NYC Payroll Policy Analysis

Author

Shubh Goyal

Published

Invalid Date

1 Introduction

This report analyzes NYC payroll data to evaluate potential policies aimed at reducing taxpayer expenses. We examine three policies:

1. Capping salaries at the mayoral level

2. Increasing staffing to reduce overtime

3. A custom policy proposal

The analysis is based on historical payroll data, and all calculations are made using standardized assumptions.

2 Load Data and Libraries

2.1 Data Preparation

Show Code 💡
#|message: false
#|warning: false
library(readr)
library(stringr)
library(ggplot2)
library(tidyverse)
library(lubridate)
library(scales) 
library(DT)

2.2 Load Data

Show Code 💡
#|message: false
#|warning: false
payroll_data <- read_csv("C:/Users/goyal/OneDrive/Documents/MP01/data/mp01/nyc_payroll_export.csv")

2.3 Inspect Data

Show Code 💡
payroll_data <- payroll_data %>%
mutate(
agency_name = str_to_title(agency_name),
last_name = str_to_title(last_name),
first_name = str_to_title(first_name),
work_location_borough = str_to_title(work_location_borough),
title_description = str_to_title(title_description),
leave_status = str_to_title(leave_status_as_of_june_30)
)
Show Code 💡
payroll_data <- payroll_data %>% 
mutate(base_salary = as.numeric(base_salary), 
reg_hours = as.numeric(regular_hours), 
ot_hours = as.numeric(ot_hours))
glimpse(payroll_data)
Rows: 6,225,611
Columns: 19
$ fiscal_year                <dbl> 2024, 2024, 2024, 2024, 2024, 2024, 2024, 2…
$ payroll_number             <dbl> 67, 67, 67, 67, 67, 67, 67, 67, 67, 67, 67,…
$ agency_name                <chr> "Admin For Children's Svcs", "Admin For Chi…
$ last_name                  <chr> "Faye Fall", "Kilgore", "Wisdom", "Miller",…
$ first_name                 <chr> "Sokhna", "Orlantha", "Cherise", "Moya-Gaye…
$ mid_init                   <chr> "M", "B", "M", "S", "M", "L", "O", NA, "N",…
$ agency_start_date          <dttm> 2023-11-20, 2023-08-28, 2022-10-24, 2023-0…
$ work_location_borough      <chr> "Bronx", "Brooklyn", "Manhattan", "Manhatta…
$ title_description          <chr> "Child Protective Specialist", "Child Prote…
$ leave_status_as_of_june_30 <chr> "ACTIVE", "ACTIVE", "ON LEAVE", "ON LEAVE",…
$ base_salary                <dbl> 62043, 62043, 43144, 62043, 60236, 62043, 6…
$ pay_basis                  <chr> "per Annum", "per Annum", "per Annum", "per…
$ regular_hours              <dbl> 1050.00, 1470.00, 1251.50, 1400.75, 700.00,…
$ regular_gross_paid         <dbl> 31267.96, 44660.96, 28649.20, 44515.43, 221…
$ ot_hours                   <dbl> 12.00, 99.75, 30.00, 44.75, 53.00, 146.00, …
$ total_ot_paid              <dbl> 425.00, 3859.84, 802.42, 1476.98, 1933.33, …
$ total_other_pay            <dbl> 78.04, 78.14, 78.26, 78.37, 78.47, 78.86, 7…
$ leave_status               <chr> "Active", "Active", "On Leave", "On Leave",…
$ reg_hours                  <dbl> 1050.00, 1470.00, 1251.50, 1400.75, 700.00,…
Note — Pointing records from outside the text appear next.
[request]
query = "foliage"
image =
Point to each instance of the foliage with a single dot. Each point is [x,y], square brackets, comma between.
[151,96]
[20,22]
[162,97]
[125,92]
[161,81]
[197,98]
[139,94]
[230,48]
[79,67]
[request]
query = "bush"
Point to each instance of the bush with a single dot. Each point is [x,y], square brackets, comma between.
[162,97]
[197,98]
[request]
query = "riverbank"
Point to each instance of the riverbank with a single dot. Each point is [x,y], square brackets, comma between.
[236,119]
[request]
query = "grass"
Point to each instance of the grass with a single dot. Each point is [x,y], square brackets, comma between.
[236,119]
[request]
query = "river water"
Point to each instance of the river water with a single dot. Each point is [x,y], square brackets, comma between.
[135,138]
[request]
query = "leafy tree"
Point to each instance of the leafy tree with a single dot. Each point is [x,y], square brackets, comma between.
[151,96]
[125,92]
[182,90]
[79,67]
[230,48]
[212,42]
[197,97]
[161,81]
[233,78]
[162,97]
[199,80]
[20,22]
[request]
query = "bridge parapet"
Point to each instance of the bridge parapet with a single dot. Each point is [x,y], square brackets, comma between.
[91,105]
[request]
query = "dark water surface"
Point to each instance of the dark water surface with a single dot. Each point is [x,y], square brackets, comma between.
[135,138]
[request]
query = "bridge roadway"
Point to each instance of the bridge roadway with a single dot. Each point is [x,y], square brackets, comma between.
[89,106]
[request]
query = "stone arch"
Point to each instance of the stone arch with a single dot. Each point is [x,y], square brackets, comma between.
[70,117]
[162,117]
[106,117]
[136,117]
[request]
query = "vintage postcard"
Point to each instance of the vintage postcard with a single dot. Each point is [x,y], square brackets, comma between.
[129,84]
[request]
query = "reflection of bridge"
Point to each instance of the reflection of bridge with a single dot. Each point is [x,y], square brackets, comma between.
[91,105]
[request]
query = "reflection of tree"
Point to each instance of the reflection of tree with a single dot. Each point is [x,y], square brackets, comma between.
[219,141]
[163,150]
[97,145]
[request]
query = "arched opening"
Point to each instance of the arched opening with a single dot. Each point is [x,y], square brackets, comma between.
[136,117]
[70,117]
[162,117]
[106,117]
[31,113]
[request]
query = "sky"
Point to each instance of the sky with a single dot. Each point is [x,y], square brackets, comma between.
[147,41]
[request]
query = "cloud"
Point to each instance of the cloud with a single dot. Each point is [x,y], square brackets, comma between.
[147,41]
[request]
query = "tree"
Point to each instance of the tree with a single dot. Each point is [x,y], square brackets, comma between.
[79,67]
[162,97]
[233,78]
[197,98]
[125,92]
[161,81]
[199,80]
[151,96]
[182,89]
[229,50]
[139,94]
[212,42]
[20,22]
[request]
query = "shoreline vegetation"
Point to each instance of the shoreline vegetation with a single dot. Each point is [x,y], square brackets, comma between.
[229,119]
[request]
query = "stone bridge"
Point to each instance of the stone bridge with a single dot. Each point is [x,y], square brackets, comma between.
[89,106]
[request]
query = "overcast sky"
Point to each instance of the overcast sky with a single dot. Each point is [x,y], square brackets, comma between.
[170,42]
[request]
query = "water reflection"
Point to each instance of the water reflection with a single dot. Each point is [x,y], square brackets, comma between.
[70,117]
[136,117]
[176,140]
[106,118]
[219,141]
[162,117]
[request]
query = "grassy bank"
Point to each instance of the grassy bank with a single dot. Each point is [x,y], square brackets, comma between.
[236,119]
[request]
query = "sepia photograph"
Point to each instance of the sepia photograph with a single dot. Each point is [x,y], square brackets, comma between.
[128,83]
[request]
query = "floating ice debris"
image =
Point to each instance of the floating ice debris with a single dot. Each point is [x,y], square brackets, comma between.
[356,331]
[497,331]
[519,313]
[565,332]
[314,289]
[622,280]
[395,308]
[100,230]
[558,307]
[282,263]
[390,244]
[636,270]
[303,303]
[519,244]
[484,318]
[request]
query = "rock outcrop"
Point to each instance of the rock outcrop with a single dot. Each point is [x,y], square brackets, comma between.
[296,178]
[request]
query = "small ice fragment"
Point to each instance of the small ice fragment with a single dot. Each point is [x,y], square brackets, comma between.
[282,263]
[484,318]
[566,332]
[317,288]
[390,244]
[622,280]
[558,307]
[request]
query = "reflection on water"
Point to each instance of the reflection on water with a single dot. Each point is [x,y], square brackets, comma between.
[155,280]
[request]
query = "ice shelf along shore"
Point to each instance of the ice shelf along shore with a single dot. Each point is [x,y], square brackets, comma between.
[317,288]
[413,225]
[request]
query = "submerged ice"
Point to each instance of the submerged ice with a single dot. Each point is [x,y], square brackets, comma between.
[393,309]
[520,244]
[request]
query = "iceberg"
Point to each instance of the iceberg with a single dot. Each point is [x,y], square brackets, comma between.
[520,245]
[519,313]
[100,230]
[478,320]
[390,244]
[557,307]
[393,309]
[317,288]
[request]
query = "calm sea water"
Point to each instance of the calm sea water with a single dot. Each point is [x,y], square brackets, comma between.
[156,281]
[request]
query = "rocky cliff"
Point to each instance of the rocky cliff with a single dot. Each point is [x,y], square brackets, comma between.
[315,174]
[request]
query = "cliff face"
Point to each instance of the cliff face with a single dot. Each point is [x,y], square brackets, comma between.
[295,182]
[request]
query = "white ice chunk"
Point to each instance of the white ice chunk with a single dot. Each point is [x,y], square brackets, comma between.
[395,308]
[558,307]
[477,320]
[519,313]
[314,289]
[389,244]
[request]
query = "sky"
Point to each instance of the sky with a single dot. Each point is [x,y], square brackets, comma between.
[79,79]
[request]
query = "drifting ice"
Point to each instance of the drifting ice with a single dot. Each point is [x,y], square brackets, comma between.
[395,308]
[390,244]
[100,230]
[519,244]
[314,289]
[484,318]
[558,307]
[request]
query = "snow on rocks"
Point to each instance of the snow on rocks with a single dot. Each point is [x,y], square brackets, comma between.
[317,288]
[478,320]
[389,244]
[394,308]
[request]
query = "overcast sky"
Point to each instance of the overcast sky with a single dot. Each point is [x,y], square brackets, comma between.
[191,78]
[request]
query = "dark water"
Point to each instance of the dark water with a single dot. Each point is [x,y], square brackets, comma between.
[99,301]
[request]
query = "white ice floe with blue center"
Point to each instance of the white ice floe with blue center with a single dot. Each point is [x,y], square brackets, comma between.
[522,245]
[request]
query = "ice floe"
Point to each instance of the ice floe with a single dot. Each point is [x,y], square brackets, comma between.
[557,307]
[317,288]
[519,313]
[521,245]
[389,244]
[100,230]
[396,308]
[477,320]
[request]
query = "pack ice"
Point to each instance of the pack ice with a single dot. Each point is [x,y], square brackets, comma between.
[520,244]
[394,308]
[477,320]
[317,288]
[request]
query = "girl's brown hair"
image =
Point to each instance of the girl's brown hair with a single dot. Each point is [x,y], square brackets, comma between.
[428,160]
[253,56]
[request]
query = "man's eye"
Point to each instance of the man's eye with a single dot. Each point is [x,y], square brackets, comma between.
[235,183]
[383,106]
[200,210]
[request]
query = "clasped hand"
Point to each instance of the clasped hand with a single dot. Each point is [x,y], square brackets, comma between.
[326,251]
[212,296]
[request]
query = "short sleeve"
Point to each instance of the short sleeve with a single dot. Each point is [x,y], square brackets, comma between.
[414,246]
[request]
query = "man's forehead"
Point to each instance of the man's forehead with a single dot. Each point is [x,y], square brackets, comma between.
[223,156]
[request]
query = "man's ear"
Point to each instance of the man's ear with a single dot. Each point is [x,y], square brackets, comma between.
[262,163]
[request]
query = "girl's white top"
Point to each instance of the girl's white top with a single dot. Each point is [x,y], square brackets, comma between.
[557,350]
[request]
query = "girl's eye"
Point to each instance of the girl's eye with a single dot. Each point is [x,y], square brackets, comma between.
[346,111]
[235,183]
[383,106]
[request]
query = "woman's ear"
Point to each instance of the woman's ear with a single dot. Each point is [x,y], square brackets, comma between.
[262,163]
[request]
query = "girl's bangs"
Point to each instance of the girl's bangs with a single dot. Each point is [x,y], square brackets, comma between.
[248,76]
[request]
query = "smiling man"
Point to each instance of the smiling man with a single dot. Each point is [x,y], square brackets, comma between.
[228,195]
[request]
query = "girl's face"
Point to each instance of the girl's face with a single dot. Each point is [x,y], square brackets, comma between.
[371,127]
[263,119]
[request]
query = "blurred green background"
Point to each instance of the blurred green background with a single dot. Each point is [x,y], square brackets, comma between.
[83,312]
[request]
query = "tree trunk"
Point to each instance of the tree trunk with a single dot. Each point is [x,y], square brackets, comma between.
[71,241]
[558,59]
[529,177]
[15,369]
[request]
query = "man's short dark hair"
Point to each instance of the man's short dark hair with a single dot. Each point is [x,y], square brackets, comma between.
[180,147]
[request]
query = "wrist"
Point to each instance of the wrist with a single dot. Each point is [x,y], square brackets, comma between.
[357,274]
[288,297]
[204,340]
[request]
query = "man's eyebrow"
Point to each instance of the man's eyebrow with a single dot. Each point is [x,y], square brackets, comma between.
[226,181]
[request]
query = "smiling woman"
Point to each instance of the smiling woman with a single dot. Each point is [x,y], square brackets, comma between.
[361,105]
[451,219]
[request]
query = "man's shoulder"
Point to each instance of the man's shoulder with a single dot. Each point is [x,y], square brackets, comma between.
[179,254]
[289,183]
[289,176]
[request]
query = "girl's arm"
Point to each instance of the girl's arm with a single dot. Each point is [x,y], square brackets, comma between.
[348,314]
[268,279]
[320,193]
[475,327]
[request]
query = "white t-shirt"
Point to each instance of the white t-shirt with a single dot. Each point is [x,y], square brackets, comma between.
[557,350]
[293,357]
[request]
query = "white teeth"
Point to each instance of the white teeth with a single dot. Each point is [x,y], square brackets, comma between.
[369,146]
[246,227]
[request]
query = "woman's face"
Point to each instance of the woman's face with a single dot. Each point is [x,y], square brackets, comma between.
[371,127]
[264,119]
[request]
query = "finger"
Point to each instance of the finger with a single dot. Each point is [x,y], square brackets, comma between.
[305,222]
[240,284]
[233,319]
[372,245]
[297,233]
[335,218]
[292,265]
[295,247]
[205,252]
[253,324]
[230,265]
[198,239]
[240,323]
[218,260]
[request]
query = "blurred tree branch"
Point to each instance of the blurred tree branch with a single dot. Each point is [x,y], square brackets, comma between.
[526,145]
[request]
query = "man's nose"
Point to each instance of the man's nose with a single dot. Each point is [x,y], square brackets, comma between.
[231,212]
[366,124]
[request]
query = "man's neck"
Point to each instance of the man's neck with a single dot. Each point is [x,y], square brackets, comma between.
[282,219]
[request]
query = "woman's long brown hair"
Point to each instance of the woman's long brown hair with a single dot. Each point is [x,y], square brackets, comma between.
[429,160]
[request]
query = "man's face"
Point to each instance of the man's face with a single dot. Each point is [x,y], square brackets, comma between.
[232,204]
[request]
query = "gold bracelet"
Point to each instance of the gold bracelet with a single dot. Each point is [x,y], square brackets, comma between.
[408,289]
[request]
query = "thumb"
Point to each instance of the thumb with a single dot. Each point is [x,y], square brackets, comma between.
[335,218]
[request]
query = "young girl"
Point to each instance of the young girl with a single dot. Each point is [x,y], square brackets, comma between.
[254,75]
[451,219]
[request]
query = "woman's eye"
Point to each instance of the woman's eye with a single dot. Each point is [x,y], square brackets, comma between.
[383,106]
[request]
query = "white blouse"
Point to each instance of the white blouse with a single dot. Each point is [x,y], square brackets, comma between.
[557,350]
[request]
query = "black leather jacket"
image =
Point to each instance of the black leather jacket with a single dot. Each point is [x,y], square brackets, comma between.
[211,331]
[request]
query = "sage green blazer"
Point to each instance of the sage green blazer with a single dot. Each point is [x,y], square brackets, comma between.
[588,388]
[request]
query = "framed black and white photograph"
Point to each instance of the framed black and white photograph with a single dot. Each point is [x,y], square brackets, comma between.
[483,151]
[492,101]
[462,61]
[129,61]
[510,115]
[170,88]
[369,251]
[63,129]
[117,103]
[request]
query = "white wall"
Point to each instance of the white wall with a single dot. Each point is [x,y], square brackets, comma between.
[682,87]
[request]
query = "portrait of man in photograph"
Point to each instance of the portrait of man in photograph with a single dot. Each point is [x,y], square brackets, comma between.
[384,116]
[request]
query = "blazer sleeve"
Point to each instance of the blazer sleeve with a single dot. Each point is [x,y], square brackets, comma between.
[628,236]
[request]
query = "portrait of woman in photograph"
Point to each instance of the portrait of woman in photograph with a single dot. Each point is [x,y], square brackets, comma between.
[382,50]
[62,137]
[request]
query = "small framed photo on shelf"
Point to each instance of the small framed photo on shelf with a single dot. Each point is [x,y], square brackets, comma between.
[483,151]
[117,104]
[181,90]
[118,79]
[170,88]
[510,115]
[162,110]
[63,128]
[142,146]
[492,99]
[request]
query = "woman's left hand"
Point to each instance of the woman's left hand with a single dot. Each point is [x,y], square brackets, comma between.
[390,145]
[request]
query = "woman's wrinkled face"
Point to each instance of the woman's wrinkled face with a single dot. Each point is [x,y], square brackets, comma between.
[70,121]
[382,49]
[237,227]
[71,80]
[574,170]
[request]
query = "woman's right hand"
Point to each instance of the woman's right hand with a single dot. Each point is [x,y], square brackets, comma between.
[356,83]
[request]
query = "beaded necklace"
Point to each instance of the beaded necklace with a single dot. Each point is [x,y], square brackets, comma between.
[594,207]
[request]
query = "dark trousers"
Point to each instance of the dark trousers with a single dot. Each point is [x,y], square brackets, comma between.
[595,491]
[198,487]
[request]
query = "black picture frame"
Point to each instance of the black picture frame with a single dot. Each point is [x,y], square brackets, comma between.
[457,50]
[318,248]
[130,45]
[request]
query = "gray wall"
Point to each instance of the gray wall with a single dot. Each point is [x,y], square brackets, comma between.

3 Mayor Eric Adams Payroll Analysis

3.1 Mayor Eric Adams’s Salary

Show Code 💡
mayor_data <- payroll_data %>%
filter(str_detect( first_name, "Eric") & str_detect( last_name , "Adams")) %>%
select( fiscal_year , title_description , agency_name , base_salary ) %>%
  arrange( fiscal_year )
mayor_data %>%
mutate( base_salary = dollar( base_salary )) %>%
datatable(options = list( searching = FALSE, paging = FALSE, info = FALSE))

3.2 Calculation of Total Compensation

Show Code 💡
payroll_data <- payroll_data %>%
mutate (total_compensation = case_when(
pay_basis == "per Annum" ~ base_salary,
pay_basis == "per Hour" ~ base_salary * regular_hours + (base_salary * 1.5 * ot_hours),
pay_basis == "per Day" ~ base_salary * (regular_hours / 7.5),TRUE ~ base_salary ) )

datatable(payroll_data %>%
select(first_name, last_name, agency_name, title_description, pay_basis, base_salary, regular_hours, ot_hours, total_compensation) %>%
arrange(desc(total_compensation)) %>% 
slice_head(n = 10),options = list(scrollX = TRUE))

4 Key Payroll Analysis

This section answers critical payroll-related questions using NYC Payroll Data.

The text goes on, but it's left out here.